Small v. University Medical Center is a recent 123-page decision focused exclusively on issues and challenges related to preservation of electronically stored information in a large enterprise. Its an important ESI preservation case with some very instructive takeaways for organizations and their counsel.  In Small, Plaintiffs brought an employment wage & hour class action against University Medical Center of Southern Nevada (UMC). Such wage & hour employment matters invariably involve intensive eDiscovery, and this case was no exception. When it became evident that UMC was struggling mightily with their ESI preservation and collection obligations, the Nevada District Court appointed a special master, who proved to be tech-savvy with a solid understanding of eDiscovery issues.Case Law

In August 2014, the special master issued a report, finding that UMC’s destruction of relevant information “shock[ed] the conscious.” Among other things, the special master recommended that the court impose a terminating sanction in favor of the class action plaintiffs. The findings of the special master included the following:

  • UMC had no policy for issuing litigation holds, and no such hold was issued for at least the first eight months of this litigation.
  • UMC executives were unaware of their preservation duties, ignoring them altogether, or at best addressing them “in a hallway in passing.”
  • Relevant ESI from laptops, desktops and local drives were not preserved until some 18 months into this litigation.
  • ESI on file servers containing policies and procedures regarding meal breaks and compensation were not preserved.
  • These issues could have been avoided using best practices and if chain-of-custody paperwork had been completed.
  • All of UMC’s multiple ESI vendors repeatedly failed to follow best practices

After several years of considering and reviewing the special master’s detailed report and recommendations, the court finally issued its final discovery order last month. The court concurred with the special master’s findings, holding that UMC and its counsel failed to take reasonable efforts to identify, preserve, collect, and produce relevant information. The court imposed monetary sanctions against UMC, including the attorney fees and costs incurred by opposing counsel. Additionally, the court ordered that should the matter proceed to trial, the jury would be instructed that “the court has found UMC failed to comply with its legal duty to preserve discoverable information… and failed to comply with a number of the court’s orders,” and that “these failures resulted in the loss or destruction of some ESI relevant to the parties’ claims and defenses and responsive to plaintiffs’ discovery requests, and that the jury may consider these findings with all other evidence in the case for whatever value it deems appropriate.” Such adverse inference instructions are invariably highly impactful if not effectively dispositive in a jury trial.
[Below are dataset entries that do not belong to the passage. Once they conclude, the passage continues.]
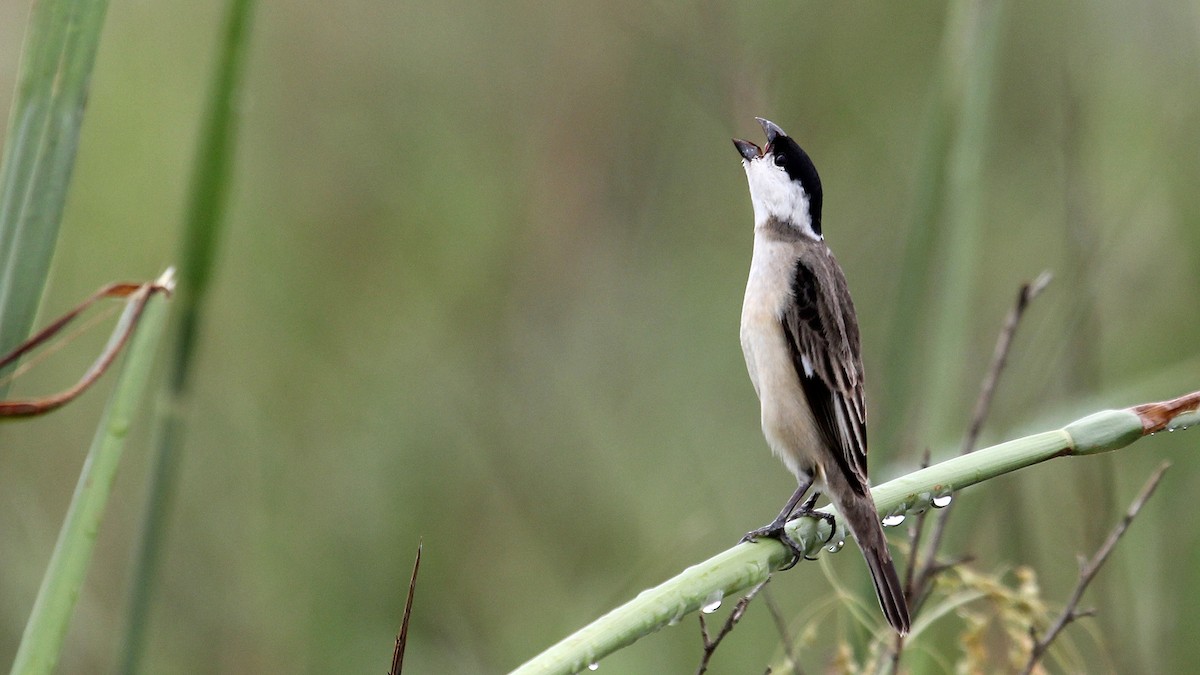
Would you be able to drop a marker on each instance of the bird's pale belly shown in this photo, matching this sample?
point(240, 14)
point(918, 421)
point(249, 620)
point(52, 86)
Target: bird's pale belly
point(786, 418)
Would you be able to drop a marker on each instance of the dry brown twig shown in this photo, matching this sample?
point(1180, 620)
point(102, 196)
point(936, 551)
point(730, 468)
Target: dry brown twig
point(1087, 572)
point(137, 294)
point(397, 655)
point(739, 609)
point(922, 571)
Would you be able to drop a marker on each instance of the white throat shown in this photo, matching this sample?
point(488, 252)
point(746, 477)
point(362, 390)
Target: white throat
point(775, 195)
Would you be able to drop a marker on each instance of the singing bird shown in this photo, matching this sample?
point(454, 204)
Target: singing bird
point(799, 336)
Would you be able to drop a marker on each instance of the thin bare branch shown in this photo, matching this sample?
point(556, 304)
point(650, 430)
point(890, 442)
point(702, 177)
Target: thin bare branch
point(1026, 294)
point(397, 655)
point(785, 639)
point(1087, 572)
point(739, 610)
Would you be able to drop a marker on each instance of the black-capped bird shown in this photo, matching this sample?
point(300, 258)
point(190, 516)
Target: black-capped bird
point(799, 335)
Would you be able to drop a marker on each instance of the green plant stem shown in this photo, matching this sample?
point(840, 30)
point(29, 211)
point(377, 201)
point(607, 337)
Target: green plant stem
point(40, 151)
point(202, 236)
point(46, 631)
point(749, 563)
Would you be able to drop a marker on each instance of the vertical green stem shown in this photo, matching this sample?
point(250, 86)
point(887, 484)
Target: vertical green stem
point(40, 151)
point(202, 234)
point(47, 628)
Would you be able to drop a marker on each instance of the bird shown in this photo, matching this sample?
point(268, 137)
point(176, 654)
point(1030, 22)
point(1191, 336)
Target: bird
point(801, 341)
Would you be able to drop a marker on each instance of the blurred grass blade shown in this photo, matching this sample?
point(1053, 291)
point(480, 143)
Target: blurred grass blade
point(971, 55)
point(946, 233)
point(47, 628)
point(40, 151)
point(202, 237)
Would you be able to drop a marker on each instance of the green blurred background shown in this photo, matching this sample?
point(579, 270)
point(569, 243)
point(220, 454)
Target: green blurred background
point(481, 285)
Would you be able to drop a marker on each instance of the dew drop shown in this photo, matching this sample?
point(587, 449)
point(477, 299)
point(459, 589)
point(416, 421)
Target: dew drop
point(713, 602)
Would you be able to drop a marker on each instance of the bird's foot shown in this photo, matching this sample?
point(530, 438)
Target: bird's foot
point(777, 530)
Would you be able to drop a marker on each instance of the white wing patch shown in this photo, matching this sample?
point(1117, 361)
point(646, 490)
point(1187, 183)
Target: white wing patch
point(807, 364)
point(774, 193)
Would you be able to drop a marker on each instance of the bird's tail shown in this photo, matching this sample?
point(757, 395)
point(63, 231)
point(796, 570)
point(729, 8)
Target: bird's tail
point(864, 524)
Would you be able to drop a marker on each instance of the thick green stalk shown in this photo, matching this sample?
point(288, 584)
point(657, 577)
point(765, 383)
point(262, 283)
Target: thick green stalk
point(47, 628)
point(747, 565)
point(40, 151)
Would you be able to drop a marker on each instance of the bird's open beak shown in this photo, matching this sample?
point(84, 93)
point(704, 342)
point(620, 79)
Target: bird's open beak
point(748, 150)
point(751, 151)
point(771, 129)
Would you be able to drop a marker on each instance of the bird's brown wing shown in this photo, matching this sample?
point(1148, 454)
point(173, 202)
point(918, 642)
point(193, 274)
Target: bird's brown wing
point(822, 335)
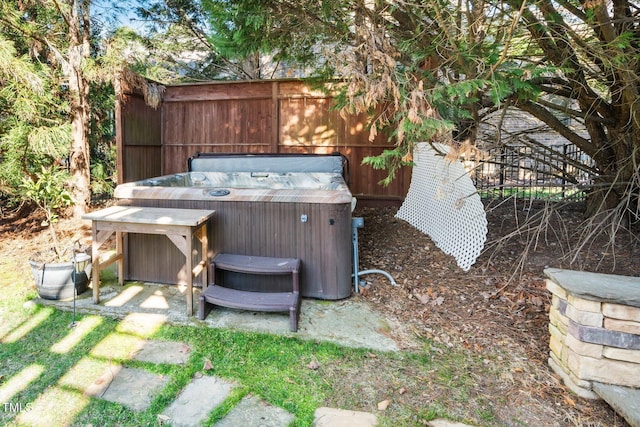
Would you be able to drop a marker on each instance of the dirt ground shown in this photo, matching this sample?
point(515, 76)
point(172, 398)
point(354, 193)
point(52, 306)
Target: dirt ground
point(497, 310)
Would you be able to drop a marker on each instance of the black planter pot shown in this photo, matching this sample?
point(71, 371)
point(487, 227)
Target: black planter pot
point(58, 280)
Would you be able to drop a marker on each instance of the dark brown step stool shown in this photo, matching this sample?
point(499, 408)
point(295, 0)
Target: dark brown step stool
point(248, 300)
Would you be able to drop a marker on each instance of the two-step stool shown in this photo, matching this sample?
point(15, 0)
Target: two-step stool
point(248, 300)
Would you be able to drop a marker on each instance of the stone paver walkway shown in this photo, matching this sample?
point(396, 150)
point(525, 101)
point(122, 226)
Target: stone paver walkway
point(136, 388)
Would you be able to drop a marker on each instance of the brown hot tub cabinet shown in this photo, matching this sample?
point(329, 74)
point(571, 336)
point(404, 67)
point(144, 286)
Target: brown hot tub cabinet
point(295, 206)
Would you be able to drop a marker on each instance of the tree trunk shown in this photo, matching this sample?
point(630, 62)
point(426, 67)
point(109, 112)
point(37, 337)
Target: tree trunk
point(79, 164)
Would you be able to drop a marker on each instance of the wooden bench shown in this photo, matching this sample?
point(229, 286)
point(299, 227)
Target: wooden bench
point(248, 300)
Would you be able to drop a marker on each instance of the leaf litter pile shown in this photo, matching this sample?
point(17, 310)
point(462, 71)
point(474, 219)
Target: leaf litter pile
point(498, 310)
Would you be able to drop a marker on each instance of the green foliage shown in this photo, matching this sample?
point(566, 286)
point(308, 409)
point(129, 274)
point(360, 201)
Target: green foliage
point(48, 191)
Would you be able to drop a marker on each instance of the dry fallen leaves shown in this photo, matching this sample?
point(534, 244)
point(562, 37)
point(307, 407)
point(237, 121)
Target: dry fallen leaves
point(383, 405)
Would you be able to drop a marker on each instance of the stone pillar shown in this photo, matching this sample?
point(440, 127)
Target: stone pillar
point(594, 322)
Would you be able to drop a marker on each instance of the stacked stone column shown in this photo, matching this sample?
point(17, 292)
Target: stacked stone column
point(595, 329)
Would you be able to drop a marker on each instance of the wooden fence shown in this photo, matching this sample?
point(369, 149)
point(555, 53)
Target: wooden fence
point(275, 116)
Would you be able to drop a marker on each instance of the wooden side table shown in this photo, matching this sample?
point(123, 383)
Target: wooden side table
point(179, 225)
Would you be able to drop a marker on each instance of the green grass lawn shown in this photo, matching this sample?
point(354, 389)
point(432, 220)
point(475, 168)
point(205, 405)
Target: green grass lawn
point(45, 366)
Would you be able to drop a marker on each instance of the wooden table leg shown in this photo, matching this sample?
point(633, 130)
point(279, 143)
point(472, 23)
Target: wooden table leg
point(95, 262)
point(120, 255)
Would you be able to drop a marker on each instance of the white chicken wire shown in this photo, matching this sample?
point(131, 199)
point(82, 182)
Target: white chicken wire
point(443, 203)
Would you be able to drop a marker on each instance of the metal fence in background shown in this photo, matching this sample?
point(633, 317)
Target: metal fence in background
point(541, 172)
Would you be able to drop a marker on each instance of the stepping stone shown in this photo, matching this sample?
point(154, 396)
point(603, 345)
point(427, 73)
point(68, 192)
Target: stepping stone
point(253, 412)
point(130, 387)
point(169, 352)
point(332, 417)
point(195, 402)
point(441, 422)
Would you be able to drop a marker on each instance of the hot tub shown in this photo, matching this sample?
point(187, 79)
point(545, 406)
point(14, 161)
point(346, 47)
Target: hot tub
point(262, 209)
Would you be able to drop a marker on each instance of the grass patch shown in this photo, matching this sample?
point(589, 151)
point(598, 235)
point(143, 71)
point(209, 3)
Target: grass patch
point(45, 367)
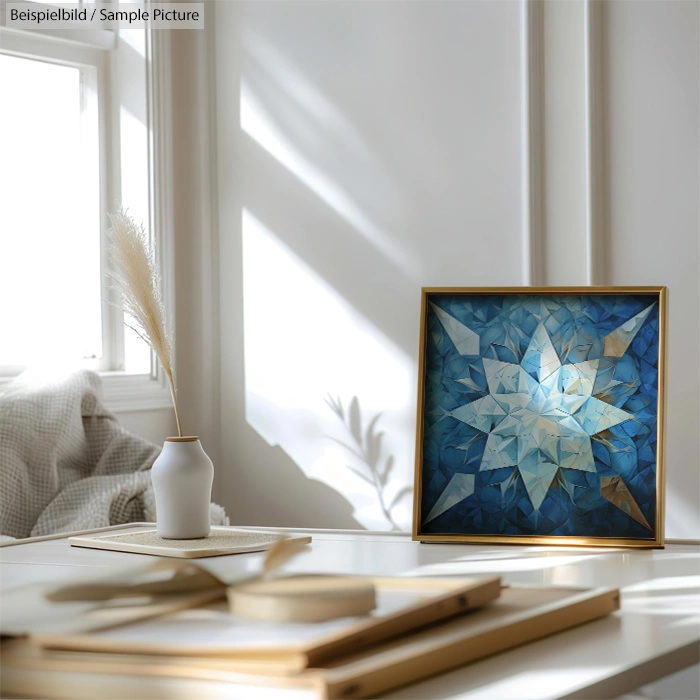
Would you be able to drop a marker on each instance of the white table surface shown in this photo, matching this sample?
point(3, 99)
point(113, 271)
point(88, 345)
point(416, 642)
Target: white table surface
point(656, 632)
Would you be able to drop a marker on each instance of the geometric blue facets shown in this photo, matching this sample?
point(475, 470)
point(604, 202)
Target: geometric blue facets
point(540, 415)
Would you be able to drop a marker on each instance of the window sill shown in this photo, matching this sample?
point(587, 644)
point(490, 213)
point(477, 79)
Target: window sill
point(134, 392)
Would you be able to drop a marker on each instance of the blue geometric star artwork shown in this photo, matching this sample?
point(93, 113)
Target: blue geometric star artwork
point(540, 415)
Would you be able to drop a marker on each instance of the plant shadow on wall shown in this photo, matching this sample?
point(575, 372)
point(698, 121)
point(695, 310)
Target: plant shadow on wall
point(366, 447)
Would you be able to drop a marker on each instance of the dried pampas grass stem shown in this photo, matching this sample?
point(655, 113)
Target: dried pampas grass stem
point(137, 280)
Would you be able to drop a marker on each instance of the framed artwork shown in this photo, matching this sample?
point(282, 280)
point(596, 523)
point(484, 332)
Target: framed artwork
point(541, 416)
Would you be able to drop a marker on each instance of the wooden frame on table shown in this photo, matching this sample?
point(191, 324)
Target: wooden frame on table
point(627, 314)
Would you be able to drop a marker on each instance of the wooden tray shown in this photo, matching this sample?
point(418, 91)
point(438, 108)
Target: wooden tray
point(522, 614)
point(221, 541)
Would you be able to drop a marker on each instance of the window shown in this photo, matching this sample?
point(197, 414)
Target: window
point(50, 213)
point(77, 133)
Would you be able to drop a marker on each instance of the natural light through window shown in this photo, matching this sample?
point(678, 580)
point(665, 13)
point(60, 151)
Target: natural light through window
point(50, 219)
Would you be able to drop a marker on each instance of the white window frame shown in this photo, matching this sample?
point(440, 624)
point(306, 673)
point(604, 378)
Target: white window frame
point(97, 49)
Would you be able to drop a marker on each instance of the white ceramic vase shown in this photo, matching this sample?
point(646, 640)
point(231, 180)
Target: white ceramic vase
point(182, 477)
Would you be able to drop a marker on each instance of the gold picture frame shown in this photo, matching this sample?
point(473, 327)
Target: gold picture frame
point(612, 488)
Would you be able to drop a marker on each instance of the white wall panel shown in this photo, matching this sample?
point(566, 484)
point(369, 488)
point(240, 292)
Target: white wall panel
point(652, 101)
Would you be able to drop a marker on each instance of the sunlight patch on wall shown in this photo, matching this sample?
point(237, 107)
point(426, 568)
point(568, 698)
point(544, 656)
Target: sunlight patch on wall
point(304, 342)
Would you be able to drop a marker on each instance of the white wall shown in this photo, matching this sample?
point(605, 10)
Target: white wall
point(367, 149)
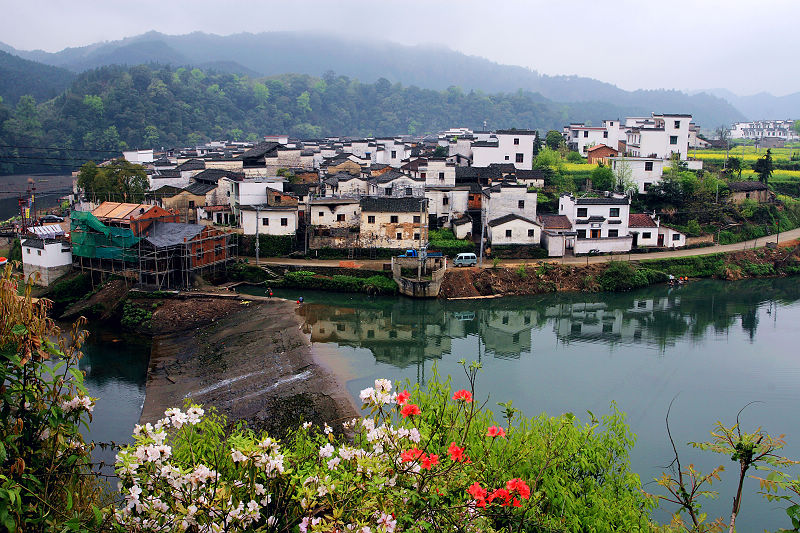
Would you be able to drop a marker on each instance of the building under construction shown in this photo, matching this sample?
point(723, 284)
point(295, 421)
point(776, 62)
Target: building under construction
point(146, 245)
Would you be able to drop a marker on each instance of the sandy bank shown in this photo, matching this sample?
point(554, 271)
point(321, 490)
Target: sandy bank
point(253, 363)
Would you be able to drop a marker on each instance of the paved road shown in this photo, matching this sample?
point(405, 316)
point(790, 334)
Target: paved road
point(378, 264)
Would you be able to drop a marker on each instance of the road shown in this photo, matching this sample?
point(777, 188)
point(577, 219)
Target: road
point(378, 264)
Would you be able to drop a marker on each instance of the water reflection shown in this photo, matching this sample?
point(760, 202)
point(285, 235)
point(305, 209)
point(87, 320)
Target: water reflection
point(405, 332)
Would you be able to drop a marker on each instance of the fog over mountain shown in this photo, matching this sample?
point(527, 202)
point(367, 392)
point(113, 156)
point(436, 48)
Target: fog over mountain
point(434, 67)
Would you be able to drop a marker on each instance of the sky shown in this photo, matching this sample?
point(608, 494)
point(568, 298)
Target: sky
point(741, 45)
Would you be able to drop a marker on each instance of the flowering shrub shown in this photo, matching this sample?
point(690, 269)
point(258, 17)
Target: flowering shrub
point(44, 461)
point(421, 460)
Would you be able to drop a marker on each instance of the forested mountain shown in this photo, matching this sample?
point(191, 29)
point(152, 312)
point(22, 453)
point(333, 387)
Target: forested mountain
point(19, 76)
point(431, 67)
point(144, 107)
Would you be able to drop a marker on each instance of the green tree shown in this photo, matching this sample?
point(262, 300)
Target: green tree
point(603, 179)
point(554, 140)
point(764, 167)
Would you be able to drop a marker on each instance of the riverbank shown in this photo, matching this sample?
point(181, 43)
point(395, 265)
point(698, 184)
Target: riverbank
point(251, 362)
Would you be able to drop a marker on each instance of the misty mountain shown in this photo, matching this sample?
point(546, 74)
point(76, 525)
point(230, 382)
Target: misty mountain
point(19, 76)
point(762, 106)
point(432, 67)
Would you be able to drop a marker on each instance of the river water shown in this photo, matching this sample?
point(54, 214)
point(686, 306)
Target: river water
point(713, 346)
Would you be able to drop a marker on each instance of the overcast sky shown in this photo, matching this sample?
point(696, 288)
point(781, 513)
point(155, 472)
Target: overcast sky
point(741, 45)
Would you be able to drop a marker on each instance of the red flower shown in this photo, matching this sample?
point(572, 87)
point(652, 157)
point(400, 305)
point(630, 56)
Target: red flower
point(500, 494)
point(456, 453)
point(495, 431)
point(428, 462)
point(410, 409)
point(463, 395)
point(411, 455)
point(403, 397)
point(520, 487)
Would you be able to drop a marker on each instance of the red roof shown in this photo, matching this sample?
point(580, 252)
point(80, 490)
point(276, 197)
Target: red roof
point(640, 220)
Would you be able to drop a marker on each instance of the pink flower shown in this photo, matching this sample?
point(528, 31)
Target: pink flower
point(463, 395)
point(495, 431)
point(403, 397)
point(410, 409)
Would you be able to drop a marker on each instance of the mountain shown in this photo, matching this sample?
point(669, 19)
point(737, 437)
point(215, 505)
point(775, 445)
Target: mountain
point(432, 67)
point(762, 106)
point(19, 76)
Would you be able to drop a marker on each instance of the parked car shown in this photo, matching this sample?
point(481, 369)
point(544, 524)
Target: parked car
point(465, 260)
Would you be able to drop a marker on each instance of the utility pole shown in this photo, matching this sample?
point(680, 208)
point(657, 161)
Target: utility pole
point(258, 216)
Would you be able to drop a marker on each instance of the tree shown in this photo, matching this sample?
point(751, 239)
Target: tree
point(764, 167)
point(554, 140)
point(603, 179)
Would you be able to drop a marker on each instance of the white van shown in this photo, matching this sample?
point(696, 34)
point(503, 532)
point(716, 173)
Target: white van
point(465, 260)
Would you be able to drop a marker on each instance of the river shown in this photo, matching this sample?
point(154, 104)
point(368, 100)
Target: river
point(713, 346)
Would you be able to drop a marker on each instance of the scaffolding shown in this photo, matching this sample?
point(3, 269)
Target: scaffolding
point(166, 255)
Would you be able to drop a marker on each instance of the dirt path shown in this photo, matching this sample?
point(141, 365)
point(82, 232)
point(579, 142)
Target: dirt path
point(252, 363)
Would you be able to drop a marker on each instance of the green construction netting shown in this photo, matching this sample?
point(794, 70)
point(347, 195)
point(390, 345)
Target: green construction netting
point(91, 238)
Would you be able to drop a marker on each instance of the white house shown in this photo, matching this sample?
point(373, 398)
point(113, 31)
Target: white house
point(505, 146)
point(514, 229)
point(267, 219)
point(601, 224)
point(50, 258)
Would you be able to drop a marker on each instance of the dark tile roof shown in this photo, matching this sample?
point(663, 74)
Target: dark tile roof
point(641, 220)
point(213, 175)
point(555, 222)
point(746, 186)
point(163, 234)
point(508, 218)
point(192, 164)
point(200, 188)
point(389, 204)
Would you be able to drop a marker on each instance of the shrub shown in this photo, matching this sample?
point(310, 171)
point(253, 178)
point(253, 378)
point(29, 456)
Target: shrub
point(424, 459)
point(45, 465)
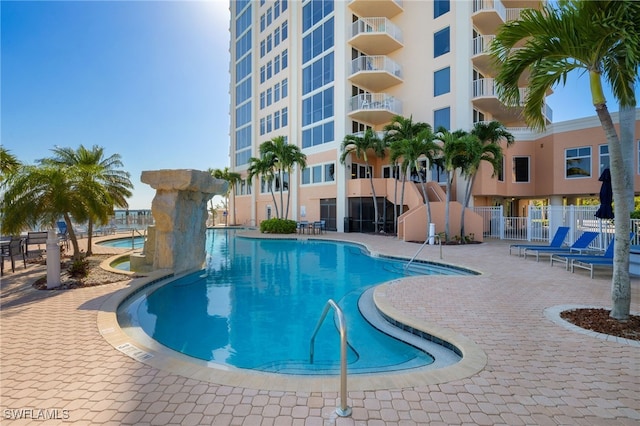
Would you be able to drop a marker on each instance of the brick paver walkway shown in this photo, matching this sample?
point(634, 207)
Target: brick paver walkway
point(55, 363)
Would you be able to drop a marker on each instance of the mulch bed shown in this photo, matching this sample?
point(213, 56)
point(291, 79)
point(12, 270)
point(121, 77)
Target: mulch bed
point(598, 320)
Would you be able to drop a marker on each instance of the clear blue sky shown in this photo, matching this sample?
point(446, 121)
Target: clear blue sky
point(148, 80)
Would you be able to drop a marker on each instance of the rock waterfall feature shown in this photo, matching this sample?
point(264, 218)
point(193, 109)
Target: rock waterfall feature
point(180, 212)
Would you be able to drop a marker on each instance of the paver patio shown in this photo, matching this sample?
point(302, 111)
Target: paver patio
point(54, 361)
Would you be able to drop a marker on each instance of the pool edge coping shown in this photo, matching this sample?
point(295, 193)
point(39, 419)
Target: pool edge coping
point(163, 358)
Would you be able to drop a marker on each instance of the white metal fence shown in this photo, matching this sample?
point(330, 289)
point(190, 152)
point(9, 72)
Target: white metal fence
point(541, 222)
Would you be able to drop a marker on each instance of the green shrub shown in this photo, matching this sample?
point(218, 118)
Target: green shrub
point(278, 226)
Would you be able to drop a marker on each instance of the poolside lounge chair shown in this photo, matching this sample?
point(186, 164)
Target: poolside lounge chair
point(580, 245)
point(590, 264)
point(567, 258)
point(14, 247)
point(557, 241)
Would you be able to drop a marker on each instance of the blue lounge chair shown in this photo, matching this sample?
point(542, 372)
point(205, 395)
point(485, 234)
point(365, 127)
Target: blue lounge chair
point(557, 241)
point(579, 246)
point(590, 264)
point(567, 258)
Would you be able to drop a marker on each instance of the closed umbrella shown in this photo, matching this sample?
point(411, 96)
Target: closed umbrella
point(606, 196)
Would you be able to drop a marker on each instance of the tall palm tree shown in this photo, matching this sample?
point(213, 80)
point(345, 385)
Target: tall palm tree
point(41, 194)
point(601, 38)
point(452, 148)
point(95, 168)
point(412, 152)
point(284, 156)
point(9, 164)
point(398, 133)
point(263, 168)
point(473, 153)
point(361, 147)
point(232, 178)
point(485, 147)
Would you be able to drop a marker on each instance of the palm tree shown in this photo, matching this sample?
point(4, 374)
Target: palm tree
point(453, 146)
point(398, 133)
point(284, 156)
point(41, 194)
point(413, 152)
point(232, 178)
point(95, 168)
point(485, 147)
point(474, 152)
point(9, 164)
point(264, 168)
point(360, 146)
point(602, 38)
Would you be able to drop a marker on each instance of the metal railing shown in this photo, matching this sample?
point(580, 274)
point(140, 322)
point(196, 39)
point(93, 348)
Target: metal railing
point(437, 240)
point(344, 410)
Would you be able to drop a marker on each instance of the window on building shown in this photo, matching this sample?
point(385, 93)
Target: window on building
point(442, 118)
point(440, 7)
point(442, 81)
point(604, 157)
point(276, 120)
point(306, 176)
point(276, 92)
point(269, 123)
point(441, 43)
point(578, 162)
point(521, 169)
point(329, 172)
point(269, 96)
point(316, 174)
point(276, 37)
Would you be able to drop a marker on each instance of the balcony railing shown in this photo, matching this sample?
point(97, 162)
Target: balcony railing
point(376, 36)
point(386, 8)
point(375, 73)
point(374, 108)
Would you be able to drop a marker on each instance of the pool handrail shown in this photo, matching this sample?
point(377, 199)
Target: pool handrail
point(343, 410)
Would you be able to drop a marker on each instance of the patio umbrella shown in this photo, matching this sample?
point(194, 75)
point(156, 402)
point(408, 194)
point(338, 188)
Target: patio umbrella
point(606, 196)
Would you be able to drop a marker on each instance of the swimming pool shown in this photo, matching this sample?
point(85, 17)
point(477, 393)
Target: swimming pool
point(138, 242)
point(257, 302)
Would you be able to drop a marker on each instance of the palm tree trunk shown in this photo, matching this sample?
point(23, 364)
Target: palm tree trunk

There are three key takeaways from Small:

  1. UMC’s Main Failing was Lacking an Established Process

UMC’s challenges all centered on its complete lack of an existing process to address eDiscovery preservation. UMC and their counsel could not identify the locations of potentially relevant ESI because there was no data map. ESI was not timely preserved because no litigation hold process existed. And when the collection did finally occur under the special master’s order, it was highly reactive and very haphazard because UMC had no enterprise-capable collection capability.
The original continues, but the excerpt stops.